A primeira infância é o período que vai do nascimento aos 6 anos de vida da criança. É uma etapa fundamental para o desenvolvimento e as experiências dessa fase são levadas para o resto da vida – mesmo aquelas que acontecem enquanto o bebê é muito pequeno e ainda não sabe falar ou tem memória apurada do que acontece à sua volta.
Hoje, a importância dessa fase já parece estar mais disseminada na nossa sociedade, mas nem sempre foi assim. A seguir, veja alguns fatores que contribuíram para essa ampliação da consciência sobre a criança:
- Socialmente, a infância vem ganhando respeito, num processo que começou há dois séculos – quando as más condições de trabalho pós-revolução industrial e, posteriormente, as mazelas de duas guerras mundiais evidenciaram a necessidade de cuidar melhor das crianças. Nesse sentido, foram ganhando corpo as políticas em prol da infância –um processo que, ultimamente, ganhou foco na fase entre o nascimento e os 6 anos de idade.
- Cientificamente, estudos em psicologia, sociologia, medicina e, mais recentemente, neurociência demonstraram que a atuação nesta fase da vida tem os maiores efeitos para a formação de seres humanos melhores: mais adaptados socialmente, mais produtivos, mais capazes, mais felizes. Isso acontece porque nosso cérebro está em formação acelerada durante os primeiros anos de vida, com um ritmo de construção de sinapses (as conexões cerebrais) muito superior ao de qualquer outra fase. São cerca de um milhão de novas conexões por segundo! Como 90% das conexões cerebrais são formadas até os 6 anos de idade, é neste período que o cérebro mais precisa de estímulos – intelectuais, afetivos, físicos e sociais. Ou seja, os impactos que sofremos na primeira infância, tanto os positivos como os negativos, carregam muito mais efeitos para o restante de nossas vidas.
- Economicamente, também está provado que os investimentos feitos em prol da primeira infância trazem um fantástico retorno financeiro. Conforme pesquisas do economista James Heckman, que lhe valeram o prêmio Nobel de Economia de 2000, o dinheiro aplicado em cuidados com as crianças volta para a sociedade na forma de economia com programas sociais, taxa de violência menor, nível salarial maior (que se traduz em produção maior de riquezas e mais impostos para sustentar os programas do governo). Estudos brasileiros na mesma linha encontraram taxa de retorno financeiro entre 12,5% e 15% ao ano.
- Em termos de justiça social, há um consenso de que a educação é uma das melhores formas de combater a desigualdade.
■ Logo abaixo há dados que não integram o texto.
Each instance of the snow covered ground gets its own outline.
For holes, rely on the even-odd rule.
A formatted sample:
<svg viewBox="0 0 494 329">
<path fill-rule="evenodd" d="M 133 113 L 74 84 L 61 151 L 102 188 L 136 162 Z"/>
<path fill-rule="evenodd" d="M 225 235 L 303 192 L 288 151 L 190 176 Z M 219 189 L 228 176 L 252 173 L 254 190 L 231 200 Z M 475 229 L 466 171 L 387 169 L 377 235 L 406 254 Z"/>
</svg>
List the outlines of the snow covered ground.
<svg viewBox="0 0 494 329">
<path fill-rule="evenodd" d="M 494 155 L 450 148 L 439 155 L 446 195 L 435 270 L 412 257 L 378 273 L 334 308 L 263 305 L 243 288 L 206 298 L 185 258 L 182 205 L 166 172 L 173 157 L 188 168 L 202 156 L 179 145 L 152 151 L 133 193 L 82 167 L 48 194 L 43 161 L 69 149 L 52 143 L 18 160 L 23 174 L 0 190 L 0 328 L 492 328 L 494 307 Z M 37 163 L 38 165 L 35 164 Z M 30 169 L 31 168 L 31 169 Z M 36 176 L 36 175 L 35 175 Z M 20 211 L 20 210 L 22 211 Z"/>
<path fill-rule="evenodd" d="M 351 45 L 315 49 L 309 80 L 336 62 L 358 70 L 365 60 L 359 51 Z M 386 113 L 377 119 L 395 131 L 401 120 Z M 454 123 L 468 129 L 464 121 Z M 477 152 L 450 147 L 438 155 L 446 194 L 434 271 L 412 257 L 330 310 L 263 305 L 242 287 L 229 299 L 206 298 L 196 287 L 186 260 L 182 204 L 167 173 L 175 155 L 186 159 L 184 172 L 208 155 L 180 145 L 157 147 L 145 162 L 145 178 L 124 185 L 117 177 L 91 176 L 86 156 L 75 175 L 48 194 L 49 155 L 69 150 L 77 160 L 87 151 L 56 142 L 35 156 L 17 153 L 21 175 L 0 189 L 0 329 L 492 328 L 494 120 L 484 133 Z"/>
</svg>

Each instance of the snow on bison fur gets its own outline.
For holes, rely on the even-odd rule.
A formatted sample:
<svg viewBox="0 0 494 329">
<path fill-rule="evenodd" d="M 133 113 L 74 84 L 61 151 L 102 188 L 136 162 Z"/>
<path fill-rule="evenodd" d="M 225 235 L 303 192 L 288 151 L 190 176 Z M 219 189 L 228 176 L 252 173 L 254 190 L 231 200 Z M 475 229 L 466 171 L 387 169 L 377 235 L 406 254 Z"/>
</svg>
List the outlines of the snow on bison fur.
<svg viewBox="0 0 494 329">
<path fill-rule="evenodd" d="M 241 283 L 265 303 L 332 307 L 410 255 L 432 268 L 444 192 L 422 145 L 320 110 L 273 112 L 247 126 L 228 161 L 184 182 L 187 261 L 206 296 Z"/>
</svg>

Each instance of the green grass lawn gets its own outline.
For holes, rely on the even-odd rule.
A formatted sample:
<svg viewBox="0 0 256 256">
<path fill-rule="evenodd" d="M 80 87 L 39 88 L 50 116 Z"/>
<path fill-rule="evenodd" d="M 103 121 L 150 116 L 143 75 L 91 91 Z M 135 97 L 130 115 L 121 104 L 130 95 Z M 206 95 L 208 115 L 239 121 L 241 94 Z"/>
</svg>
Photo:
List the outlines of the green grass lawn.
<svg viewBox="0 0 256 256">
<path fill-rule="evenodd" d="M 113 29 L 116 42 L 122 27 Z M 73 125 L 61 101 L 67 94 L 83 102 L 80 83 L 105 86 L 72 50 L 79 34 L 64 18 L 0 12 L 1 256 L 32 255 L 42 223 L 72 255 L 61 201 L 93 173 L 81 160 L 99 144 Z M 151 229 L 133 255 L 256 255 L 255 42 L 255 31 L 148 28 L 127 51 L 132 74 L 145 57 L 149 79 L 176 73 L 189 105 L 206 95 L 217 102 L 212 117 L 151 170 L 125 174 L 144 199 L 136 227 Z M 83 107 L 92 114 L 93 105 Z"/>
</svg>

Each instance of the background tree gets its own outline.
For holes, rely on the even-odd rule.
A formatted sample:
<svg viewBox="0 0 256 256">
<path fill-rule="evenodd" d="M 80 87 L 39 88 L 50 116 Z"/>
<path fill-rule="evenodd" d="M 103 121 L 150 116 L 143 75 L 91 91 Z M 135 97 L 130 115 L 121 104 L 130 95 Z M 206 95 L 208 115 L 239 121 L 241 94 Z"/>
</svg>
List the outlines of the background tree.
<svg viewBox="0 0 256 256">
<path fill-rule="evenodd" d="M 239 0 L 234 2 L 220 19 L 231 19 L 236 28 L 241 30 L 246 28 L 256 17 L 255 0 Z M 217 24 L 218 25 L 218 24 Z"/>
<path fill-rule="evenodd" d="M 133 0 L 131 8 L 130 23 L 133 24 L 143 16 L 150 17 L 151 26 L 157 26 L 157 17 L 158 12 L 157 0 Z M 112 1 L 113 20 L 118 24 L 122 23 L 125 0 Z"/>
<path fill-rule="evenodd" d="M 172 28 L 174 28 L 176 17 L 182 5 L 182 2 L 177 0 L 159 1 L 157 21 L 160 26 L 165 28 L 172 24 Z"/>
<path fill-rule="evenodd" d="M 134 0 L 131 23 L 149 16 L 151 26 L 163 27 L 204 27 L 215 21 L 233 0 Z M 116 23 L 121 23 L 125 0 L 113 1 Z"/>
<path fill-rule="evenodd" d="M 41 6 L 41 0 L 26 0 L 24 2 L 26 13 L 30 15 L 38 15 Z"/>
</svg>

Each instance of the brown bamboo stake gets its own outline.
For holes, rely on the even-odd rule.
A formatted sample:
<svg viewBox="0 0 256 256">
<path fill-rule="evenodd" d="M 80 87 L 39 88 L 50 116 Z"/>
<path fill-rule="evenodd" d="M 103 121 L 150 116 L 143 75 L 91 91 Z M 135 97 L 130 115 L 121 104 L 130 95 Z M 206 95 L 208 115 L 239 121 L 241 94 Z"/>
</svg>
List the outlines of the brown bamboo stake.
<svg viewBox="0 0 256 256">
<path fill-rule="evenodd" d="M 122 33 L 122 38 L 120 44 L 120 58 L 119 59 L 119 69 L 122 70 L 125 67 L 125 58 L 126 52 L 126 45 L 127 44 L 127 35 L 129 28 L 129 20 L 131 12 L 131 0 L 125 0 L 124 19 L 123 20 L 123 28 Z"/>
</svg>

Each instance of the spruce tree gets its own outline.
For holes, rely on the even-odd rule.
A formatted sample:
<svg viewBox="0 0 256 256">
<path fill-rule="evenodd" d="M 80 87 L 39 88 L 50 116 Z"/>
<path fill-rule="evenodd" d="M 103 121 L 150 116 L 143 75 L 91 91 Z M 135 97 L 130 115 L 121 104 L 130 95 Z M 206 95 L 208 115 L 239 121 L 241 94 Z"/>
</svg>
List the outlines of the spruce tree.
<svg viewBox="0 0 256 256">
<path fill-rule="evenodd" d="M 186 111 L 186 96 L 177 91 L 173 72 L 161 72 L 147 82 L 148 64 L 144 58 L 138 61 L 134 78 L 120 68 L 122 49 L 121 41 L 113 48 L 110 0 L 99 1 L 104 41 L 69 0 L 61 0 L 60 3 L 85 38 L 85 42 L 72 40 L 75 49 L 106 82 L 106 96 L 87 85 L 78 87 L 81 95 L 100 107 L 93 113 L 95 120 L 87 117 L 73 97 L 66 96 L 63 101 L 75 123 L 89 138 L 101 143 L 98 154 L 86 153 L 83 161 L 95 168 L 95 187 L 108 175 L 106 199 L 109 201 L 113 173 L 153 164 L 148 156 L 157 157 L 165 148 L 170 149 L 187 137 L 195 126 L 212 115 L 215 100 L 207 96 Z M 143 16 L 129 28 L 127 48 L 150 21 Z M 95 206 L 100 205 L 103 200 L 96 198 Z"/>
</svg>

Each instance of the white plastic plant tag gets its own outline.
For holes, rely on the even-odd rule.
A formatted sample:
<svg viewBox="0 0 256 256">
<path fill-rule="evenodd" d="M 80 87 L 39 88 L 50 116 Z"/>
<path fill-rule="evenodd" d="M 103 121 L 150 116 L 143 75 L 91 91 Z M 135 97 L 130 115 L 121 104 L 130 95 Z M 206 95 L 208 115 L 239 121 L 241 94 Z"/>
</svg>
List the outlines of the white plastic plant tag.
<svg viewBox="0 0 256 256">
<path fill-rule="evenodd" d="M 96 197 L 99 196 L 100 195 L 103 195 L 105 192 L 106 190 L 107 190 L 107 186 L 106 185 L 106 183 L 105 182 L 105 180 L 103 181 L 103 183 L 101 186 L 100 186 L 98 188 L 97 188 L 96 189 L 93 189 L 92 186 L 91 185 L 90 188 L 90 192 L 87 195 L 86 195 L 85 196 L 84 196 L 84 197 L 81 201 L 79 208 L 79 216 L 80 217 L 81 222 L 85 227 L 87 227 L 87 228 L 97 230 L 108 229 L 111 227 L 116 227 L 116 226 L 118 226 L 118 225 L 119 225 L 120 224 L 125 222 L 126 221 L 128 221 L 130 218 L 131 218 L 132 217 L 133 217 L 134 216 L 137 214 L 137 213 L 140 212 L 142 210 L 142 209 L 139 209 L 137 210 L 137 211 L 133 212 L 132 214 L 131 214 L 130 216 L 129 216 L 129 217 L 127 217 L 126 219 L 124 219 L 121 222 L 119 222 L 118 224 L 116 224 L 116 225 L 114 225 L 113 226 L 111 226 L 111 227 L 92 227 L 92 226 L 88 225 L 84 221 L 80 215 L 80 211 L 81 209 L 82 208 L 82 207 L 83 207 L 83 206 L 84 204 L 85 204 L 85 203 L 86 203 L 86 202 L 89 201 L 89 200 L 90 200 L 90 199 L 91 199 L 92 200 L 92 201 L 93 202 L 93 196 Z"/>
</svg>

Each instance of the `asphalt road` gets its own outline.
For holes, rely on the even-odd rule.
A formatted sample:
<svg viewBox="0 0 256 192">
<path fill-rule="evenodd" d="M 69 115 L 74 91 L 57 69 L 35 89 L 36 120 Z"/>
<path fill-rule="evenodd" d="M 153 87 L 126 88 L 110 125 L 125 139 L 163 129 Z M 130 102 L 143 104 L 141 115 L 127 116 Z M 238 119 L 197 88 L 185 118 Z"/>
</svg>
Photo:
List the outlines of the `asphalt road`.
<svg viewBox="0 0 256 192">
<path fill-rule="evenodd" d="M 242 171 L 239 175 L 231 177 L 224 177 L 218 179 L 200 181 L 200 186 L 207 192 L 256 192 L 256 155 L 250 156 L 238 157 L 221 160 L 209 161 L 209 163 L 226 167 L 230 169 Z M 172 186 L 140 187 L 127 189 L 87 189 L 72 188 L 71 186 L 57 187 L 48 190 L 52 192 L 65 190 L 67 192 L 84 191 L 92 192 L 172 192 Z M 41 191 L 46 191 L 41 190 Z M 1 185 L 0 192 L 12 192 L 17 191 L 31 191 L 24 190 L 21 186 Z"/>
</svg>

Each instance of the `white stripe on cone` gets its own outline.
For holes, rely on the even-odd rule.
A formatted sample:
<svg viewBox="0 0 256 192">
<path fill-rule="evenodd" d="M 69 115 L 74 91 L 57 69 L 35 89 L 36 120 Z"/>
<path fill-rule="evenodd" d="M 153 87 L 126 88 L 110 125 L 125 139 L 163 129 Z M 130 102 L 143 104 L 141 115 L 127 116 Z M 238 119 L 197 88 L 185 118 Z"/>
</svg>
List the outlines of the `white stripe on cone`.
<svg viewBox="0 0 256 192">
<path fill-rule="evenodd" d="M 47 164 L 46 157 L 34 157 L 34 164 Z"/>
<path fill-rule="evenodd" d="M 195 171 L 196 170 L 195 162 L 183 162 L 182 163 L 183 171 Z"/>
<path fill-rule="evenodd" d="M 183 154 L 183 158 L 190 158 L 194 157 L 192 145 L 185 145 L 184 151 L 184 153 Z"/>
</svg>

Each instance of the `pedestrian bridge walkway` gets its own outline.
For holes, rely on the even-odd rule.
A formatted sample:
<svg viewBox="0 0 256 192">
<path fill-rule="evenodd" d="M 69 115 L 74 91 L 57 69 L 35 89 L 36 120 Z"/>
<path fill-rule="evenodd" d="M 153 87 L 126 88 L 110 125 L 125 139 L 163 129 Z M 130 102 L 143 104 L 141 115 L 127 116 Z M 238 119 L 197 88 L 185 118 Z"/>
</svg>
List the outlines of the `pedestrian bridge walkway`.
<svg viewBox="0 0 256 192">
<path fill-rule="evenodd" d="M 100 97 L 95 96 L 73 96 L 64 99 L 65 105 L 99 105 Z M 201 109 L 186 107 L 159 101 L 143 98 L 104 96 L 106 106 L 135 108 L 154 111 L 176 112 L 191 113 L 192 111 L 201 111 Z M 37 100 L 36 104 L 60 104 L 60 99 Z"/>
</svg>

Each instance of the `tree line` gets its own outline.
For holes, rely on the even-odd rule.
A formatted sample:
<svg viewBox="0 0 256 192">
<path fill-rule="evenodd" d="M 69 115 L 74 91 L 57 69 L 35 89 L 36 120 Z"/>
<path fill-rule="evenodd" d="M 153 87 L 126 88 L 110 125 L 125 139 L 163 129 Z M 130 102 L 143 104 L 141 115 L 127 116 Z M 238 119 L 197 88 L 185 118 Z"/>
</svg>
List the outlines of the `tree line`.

Isso porque crianças de classes mais vulneráveis tendem a ter menos oportunidades de desenvolvimento ao longo da vida. Este é um dos principais motivos para investir em programas voltados principalmente às famílias mais pobres: não só essas políticas promovem justiça para os indivíduos que as recebem, mas reverberam em toda a sociedade (pois aumentam as possibilidades de se formar cientistas, inventores, empresários, médicos, atletas, advogados, até prefeitos ou governadores).
- No campo do direito, tornou-se comum o entendimento de que as crianças são cidadãs e sujeitos de pleno direito, mesmo se ainda não atingiram as condições de defendê-los por si próprias. Nesse aspecto, foi um marco a Convenção dos Direitos da Criança, lançada pela ONU em 1989 e ratificada por 196 países. No Brasil, este movimento foi reforçado pelo Estatuto da Criança e do Adolescente (ECA), de 1990, que criou a doutrina de proteção integral, e pelo Marco Legal da Primeira Infância, de 2016, que amplia os direitos e especifica ações para atender às crianças do nascimento aos 6 anos.
Apesar de todos esses avanços, a situação da primeira infância no país ainda está longe da ideal. Se por um lado essa fase da vida é uma janela de oportunidades, por outro é um período muito sensível. Os números e fatos a seguir reforçam o senso de urgência para a implementação de políticas e práticas voltadas às crianças pequenas:
- De quase 21 milhões de crianças entre 0 e 6 anos no Brasil, um terço vive na pobreza ou na extrema pobreza .
- Há cerca de 300 mil crianças de 4 a 5 anos fora da pré-escola – apesar da obrigatoriedade.
- Na faixa dos 2 a 3 anos, mais de um terço está fora da creche não por escolha, mas por falta de vagas ou de instituições de ensino em sua região.
- Nas famílias que compõem o quartil mais pobre da população, só 26% frequentam a creche, menos da metade da taxa do quartil mais rico.
- Mais ainda: até a mortalidade infantil, que caía consistentemente, chegando quase à metade do que era no início do milênio, estancou e hoje está de volta ao patamar de 2015.